= Civil Code of 1734 =

Code of law ratified by the Swedish riksdag

The Civil Code of 1734 (Swedish: 1734 års lag) was a code of law passed by the Swedish Riksdag of the Estates in 1734, and put in effect after it had been ratified by Frederick I of Sweden 23 January 1736. It became the foundation of the later civil code in Sweden – and remained so in Finland when annexed by the Russian Empire in 1809; though many alterations have been made in both Sweden and Finland since. The current Swedish Code of Statutes is founded on the civil code of 1734.

==Context==
The Civil Code of 1734 replaced the previous Kristofers landslag ('The National Law of Christopher') passed by King Christopher of Bavaria in 1442, and the Stadslagen ('The City Law') from 1347–57.

It was the first civil code to apply the same law to all of Sweden. Previously, the Kristofers landslag referred to the Medieval Scandinavian law concerning the countryside, which could vary depending on the county, or the Stadslagen concerning the cities.

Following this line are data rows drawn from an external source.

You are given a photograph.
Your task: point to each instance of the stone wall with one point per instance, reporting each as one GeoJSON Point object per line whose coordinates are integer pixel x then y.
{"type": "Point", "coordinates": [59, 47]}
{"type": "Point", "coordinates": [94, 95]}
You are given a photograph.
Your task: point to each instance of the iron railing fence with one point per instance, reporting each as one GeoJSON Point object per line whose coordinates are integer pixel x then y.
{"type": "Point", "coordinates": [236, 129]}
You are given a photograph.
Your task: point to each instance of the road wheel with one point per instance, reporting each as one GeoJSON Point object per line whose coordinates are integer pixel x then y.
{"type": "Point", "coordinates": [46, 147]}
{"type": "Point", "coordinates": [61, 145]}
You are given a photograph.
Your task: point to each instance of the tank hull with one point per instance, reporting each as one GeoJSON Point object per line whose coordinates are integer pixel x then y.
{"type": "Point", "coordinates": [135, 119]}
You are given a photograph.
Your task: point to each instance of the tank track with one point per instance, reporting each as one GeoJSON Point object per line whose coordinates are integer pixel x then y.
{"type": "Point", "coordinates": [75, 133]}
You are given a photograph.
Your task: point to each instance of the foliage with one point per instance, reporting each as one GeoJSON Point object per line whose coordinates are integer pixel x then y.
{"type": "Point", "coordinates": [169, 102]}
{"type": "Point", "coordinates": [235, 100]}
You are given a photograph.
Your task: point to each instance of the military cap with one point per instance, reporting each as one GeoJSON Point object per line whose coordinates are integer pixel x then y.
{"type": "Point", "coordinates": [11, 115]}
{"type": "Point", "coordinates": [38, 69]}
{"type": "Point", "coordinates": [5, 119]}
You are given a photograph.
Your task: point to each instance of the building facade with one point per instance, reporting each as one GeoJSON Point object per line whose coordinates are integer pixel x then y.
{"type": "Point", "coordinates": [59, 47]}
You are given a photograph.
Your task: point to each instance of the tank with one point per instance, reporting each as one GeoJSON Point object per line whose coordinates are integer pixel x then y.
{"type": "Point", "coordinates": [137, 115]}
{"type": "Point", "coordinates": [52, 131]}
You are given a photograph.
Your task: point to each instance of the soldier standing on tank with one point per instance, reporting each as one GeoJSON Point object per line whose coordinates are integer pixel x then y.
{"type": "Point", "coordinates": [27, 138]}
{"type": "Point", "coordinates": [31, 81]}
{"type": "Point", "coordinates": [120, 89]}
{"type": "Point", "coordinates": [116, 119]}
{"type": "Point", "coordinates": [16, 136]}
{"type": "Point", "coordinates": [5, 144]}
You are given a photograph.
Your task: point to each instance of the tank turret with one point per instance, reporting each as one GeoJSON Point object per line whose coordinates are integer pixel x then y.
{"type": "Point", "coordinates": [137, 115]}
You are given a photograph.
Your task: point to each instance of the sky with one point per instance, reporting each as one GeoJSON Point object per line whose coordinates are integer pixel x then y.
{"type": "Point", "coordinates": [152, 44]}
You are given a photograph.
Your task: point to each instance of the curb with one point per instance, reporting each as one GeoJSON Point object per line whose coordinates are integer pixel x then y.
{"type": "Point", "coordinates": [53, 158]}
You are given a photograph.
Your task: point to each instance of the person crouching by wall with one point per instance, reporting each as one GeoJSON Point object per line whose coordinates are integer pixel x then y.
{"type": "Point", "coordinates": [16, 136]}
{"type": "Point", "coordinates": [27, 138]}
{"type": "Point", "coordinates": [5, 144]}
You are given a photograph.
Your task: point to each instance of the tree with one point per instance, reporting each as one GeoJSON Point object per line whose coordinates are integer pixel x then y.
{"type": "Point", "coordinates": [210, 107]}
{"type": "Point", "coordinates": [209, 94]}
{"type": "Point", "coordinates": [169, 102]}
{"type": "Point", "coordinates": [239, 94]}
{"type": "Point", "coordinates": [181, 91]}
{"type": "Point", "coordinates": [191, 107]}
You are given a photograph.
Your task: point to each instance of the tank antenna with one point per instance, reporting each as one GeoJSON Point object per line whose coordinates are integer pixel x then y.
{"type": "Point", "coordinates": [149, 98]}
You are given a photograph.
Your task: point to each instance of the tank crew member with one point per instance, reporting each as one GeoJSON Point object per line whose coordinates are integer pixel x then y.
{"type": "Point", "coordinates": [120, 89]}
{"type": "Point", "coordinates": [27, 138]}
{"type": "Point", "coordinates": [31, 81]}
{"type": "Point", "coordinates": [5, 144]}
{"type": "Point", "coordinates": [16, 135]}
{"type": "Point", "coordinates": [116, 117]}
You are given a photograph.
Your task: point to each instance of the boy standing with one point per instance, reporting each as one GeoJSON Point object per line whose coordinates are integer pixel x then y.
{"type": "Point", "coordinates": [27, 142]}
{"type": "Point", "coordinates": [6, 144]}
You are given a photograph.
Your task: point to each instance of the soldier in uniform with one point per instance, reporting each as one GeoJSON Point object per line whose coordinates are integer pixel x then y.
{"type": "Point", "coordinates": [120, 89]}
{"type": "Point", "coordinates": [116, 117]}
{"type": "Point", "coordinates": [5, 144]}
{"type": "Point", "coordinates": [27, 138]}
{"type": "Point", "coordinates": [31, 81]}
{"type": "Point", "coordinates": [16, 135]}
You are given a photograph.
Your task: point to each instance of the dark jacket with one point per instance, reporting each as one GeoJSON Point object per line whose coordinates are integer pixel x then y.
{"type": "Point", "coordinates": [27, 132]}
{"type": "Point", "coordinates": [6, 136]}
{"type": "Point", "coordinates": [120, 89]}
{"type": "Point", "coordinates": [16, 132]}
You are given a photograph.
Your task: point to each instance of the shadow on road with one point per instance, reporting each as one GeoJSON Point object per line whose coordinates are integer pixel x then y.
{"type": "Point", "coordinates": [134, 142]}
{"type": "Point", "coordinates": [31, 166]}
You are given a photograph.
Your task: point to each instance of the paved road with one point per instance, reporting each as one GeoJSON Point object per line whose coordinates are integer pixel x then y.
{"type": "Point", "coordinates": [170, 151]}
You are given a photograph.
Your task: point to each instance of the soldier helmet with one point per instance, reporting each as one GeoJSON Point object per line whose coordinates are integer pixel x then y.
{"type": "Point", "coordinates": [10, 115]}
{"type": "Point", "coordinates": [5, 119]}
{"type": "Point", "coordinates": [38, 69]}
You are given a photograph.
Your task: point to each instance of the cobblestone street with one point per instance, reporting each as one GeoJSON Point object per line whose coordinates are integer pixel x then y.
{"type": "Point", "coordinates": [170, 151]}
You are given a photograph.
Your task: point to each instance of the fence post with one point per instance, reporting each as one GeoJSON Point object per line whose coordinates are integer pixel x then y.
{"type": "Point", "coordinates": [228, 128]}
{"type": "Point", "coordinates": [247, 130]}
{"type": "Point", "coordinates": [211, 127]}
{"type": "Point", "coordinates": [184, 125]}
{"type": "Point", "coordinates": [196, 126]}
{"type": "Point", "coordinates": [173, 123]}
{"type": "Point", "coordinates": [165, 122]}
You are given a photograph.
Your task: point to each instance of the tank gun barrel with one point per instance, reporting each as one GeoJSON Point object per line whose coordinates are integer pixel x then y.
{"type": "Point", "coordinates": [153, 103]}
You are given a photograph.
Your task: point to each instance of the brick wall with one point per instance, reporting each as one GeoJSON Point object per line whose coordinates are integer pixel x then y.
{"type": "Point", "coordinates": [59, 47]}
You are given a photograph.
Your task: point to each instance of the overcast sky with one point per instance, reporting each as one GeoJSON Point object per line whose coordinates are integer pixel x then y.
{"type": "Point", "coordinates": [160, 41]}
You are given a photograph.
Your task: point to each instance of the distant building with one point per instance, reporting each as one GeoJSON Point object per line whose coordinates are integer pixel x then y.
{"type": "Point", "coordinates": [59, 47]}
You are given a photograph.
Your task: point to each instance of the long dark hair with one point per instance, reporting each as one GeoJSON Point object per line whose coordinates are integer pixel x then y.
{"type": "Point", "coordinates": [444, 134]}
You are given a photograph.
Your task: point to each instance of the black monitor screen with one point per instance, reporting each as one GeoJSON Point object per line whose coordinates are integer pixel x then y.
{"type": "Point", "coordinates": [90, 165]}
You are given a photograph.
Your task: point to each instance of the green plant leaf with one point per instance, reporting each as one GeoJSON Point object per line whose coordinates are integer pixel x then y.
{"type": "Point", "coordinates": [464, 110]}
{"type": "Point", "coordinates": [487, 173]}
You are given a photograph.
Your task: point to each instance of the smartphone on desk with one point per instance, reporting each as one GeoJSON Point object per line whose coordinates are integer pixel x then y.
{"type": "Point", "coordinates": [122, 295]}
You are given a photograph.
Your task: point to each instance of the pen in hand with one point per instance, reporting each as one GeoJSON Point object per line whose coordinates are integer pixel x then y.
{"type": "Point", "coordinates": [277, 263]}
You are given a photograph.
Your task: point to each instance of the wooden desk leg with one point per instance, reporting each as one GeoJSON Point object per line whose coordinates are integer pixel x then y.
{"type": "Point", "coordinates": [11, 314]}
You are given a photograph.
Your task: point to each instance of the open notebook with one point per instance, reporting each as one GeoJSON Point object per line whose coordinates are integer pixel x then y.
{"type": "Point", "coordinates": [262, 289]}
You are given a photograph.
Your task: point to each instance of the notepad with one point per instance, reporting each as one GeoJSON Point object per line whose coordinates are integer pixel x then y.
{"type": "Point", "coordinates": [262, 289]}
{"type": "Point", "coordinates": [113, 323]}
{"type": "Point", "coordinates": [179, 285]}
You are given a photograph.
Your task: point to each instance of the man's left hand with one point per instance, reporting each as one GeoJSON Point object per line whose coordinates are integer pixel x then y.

There was a need to establish a civil code and laws applying to all Sweden, both cities and countryside. The work with a national civil code begun during the Swedish Empire in 1686, although its completion was delayed during the Great Northern War. The Civil Code is therefore more influenced by the 17th-century Carolean age rather than the Age of Enlightenment or the Age of Liberty of the 1730s.

==Contents==
It is divided into the following Books ( Swedish : "balkar" )

- The Book of Marriage
- The Book of Parents
- The Book of Inheritance
- The Book of Land
- The Book of Building
- The Book of Commerce
- The Book of Crimes
- The Book of Judicial Procedure
- The Book of execution of Judgments

==Translation==
It was translated to the Finnish language in 1738, though not published in it until 1759.